Perry lacks hard evidence and what proof does exist usually favors Straight’s claim. Following the collapse of the USSR in 1989, KGB and GRU documents were made available to Western researchers from the Soviet archives. Though incomplete and often obtained in a manner frowned upon by academics — publishers often paid hard currency for access and some authors refused to share the documents — the papers filled in many details about Cold War-era espionage. In The Haunted Wood, a book based on access to one trove of documents, Allen Weinstein and Alexander Vassilev claim that documents show Straight did break with the Soviets in 1942. This would seem to be incontrovertible proof that Straight was telling the truth all along.

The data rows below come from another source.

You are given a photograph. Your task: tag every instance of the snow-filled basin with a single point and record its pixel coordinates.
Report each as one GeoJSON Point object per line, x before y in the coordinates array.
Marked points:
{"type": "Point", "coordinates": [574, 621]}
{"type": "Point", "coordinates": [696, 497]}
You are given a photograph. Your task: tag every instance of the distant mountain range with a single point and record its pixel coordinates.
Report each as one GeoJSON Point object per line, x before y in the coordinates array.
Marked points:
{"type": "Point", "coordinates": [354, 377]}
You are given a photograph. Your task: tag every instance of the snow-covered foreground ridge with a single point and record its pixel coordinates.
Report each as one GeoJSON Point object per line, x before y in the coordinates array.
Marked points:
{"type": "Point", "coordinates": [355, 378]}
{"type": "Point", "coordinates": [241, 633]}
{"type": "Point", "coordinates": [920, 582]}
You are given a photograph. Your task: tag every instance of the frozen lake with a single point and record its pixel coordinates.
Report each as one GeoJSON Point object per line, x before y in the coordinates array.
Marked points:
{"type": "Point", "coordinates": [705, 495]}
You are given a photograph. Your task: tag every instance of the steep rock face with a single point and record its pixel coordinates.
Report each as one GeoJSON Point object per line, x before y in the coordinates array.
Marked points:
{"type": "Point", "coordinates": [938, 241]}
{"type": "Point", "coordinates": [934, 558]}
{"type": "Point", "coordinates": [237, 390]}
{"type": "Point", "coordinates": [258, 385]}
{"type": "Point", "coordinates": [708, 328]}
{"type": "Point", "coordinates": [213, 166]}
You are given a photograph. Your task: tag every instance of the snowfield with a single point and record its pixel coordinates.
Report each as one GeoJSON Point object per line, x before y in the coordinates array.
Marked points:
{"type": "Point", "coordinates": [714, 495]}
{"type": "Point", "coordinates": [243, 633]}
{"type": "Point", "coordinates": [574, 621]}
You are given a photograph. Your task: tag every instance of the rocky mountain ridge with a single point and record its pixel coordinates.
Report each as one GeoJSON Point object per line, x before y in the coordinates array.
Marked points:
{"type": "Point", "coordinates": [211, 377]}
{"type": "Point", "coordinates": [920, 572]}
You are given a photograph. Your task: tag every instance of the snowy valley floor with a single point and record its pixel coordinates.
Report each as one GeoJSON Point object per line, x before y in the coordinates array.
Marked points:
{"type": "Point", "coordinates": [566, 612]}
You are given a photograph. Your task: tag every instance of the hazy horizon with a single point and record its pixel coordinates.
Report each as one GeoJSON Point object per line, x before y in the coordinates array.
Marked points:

But trivial matters like documents never stand in the way of Perry and his target. In his preface he writes: “Many espionage writers rushed for Moscow gold and collaborated with KGB agents to create works that were dependent on what was supplied by Russian intelligence.” He even refers to these books and articles as “a gigantic KGB con”, with the intelligence agency supplying only what the West already knew along with heaping topping of disinformation. He could be referring to The Haunted Wood, which has been criticized extensively, though mainly by the left. With this maneuver, Perry can continue his persecution, but it is up to the reader to decide if a reasonable doubt has been raised.

There is no smoking gun, so Perry examines each phase of Straight’s life and sees dastardly deeds wherever he treads. Donations to the ACLU? Civil liberties benefit the USSR by easing the way for spies. Money given to Amnesty International? Straight bought the Soviets influence in the organization. By the end of the book, Perry’s paranoia comes to rival that of John Jesus Angleton, the notorious counter-espionage chief at the CIA who saw spies in every dark corner and behind every door. Straight’s confession was good enough for Nixon — “Well, he’s on our side now,” was the former President’s take when informed of Straight’s espionage activities — but not, it seems, for Perry.

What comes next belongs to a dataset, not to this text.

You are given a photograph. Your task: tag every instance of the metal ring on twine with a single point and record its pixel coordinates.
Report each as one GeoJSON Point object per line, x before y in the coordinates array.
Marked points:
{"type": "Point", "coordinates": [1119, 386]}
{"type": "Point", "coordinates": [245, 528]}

Only in the example of the defector Walter Krivitsky, a former Soviet agent who possessed information regarding the Cambridge ring, does Perry’s provide riveting evidence. In 1941, Krivitsky was found dead in his hotel room, likely murdered by Stalin’s hit men. Perry shows that Straight worked in an office at the State Department near the agent in charge of Krivitsky and was in position to pass the information on. Three days after Krivitsky’s death, Straight left his government position to become editor of the New Republic.

Last of the Cold War Spies only comes alive in moments like this, when Perry has a story to tell. His chapters on Krivitsky read like passages from a lost LeCarre novel. His recounting of Anthony Blunt’s trip to Germany following the end of World War II to retrieve papers that could incriminate the English Royal Family could be straight out of Evelyn Waugh. Unfortunately, the rest of the book bogs down in could haves and might haves.

Perry clearly sees Straight as a man of pure evil and he is unable to provide any hint of Straight’s motivation beyond his desire to serve the Soviets. It’s clear that there was more to him than an urge to do commit acts of treason. Where is Straight, the man? He’s nowhere to be seen in Last of the Cold War Spies.